AP: Tens algum tema, neste momento, escrito no teu telefone para desenvolveres mais tarde?
FC: Uma coisa muito estúpida (risos). Sabes que as canções da minha banda têm uns micro temas muito... particulares. E há uma coisa que me anda a incomodar que é quando toca o telefone, eu atendo a achar que há uma pessoa do lado de lá e há uma daquelas vozes a dizer “Olá! Queremos saber como foi a sua interação com o nosso serviço”. Pronto, essa sensação de atender o telefone e achar que vou falar com um ser humano e é uma máquina.
AP: A propósito de “máquinas”, o que pensas da inteligência artificial?
FC: Dá-me vertigens. Vou ter de aprender a conviver com ela. Na verdade, já convivo muitas vezes sem saber que estou a conviver com ela, porque convivemos todos. Sou mais apologista do trabalho manual, as coisas demoram tempo a fazer e eu respeito e gosto desse tempo, mais lento.
AP: Mas achas que poderias vir a utilizar a inteligência artificial no teu processo
criativo? Consegues ver potencialidade no ChatGPT, por exemplo?
FC: Talvez. Na verdade, sempre usei coisas que são equivalentes, como o dicionário, para compor. A inteligência artificial também é um manancial de conhecimento à nossa disposição, eu percebo isso. Já pedi ao chatgpt para me escrever uma canção em inglês e ele escreveu, tinha todo o ar de uma canção folk, daquelas que eu gosto e escrevo, mas não tinha…
AP: ... alma? Não era teu?
FC: Não era de ninguém! Aquilo não tinha alma nenhuma! Se calhar, um dia vai ter.
AP: Qual é o papel da música na sociedade atual? Os artistas devem ter uma responsabilidade social, política ou pedagógica?
FC: Acredito que podem ter, mas não é obrigatório. É perfeitamente legítimo uma pessoa escrever canções mais pessoais, como é o meu caso. Nem toda a música tem de ser de intervenção, nem todos os artistas têm de ter um papel ativo. Mas é muito importante haver artistas interventivos e pessoas informadas a falar. Atualmente, todos têm opiniões, mas nem todos têm opiniões informadas, e é importante que haja essas pessoas como a Capicua, entre outros.

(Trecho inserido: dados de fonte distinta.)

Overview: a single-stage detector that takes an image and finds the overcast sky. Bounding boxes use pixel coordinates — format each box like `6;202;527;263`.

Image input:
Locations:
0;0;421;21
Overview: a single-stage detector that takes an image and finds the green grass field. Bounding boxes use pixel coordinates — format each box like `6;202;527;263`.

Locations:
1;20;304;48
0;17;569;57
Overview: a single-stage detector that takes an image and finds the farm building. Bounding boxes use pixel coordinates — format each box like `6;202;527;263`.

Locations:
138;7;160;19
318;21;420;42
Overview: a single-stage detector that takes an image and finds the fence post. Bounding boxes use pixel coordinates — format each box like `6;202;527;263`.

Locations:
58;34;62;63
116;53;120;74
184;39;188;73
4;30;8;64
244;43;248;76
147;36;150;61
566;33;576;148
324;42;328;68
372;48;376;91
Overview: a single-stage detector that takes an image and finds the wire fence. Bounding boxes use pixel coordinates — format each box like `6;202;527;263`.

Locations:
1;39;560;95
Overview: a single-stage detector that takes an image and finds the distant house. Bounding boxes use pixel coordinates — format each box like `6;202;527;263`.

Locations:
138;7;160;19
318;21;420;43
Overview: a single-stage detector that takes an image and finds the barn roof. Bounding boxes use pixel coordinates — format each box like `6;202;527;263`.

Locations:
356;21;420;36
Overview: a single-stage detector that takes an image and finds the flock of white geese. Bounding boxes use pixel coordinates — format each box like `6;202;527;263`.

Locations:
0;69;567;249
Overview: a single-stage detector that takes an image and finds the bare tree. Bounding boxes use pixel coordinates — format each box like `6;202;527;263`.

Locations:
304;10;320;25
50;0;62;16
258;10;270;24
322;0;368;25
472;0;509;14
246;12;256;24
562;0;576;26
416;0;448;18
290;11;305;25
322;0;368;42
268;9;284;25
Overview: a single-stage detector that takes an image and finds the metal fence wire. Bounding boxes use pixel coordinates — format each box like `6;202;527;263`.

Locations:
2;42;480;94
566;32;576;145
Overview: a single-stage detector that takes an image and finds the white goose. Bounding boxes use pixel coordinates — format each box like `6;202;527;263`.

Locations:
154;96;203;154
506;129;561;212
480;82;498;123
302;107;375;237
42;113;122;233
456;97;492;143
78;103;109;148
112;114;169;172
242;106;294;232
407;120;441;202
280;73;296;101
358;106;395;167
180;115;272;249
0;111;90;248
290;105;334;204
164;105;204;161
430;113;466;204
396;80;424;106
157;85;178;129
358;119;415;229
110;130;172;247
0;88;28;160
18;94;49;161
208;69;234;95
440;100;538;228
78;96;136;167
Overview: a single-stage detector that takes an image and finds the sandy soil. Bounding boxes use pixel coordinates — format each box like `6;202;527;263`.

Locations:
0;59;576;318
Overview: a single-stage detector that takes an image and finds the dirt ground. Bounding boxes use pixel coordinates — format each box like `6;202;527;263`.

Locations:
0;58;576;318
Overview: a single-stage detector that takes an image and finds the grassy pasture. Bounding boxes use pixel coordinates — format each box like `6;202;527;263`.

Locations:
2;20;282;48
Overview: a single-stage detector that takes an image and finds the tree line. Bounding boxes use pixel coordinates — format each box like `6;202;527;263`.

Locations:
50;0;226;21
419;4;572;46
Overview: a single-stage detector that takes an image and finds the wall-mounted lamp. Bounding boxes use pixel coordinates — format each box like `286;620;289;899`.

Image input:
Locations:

AP: Se pudesses dar um conselho aos novos artistas, terias feito alguma coisa diferente no teu percurso?
Não teria desistido do piano, teria continuado as aulas e teria sido escusado aprender mais tarde o que poderia ter aprendido naquela altura em que tinha um cérebro mais esponjoso. O problema é que eu tinha um enorme poder de argumentação e dizia que se aprendesse mais piano ia estragar a minha criatividade – Mentira! Ou seja, acho que ninguém fica a cantar com menos personalidade por ter aulas de canto, nem fica com menos criatividade por aprender harmonia ou música. E eu tinha essas ideias na cabeça, não sei bem porquê. Não sei onde fui buscar isso: Ai! Isto vai-me estragar a criatividade. — Não vai nada! Aprender é muito útil!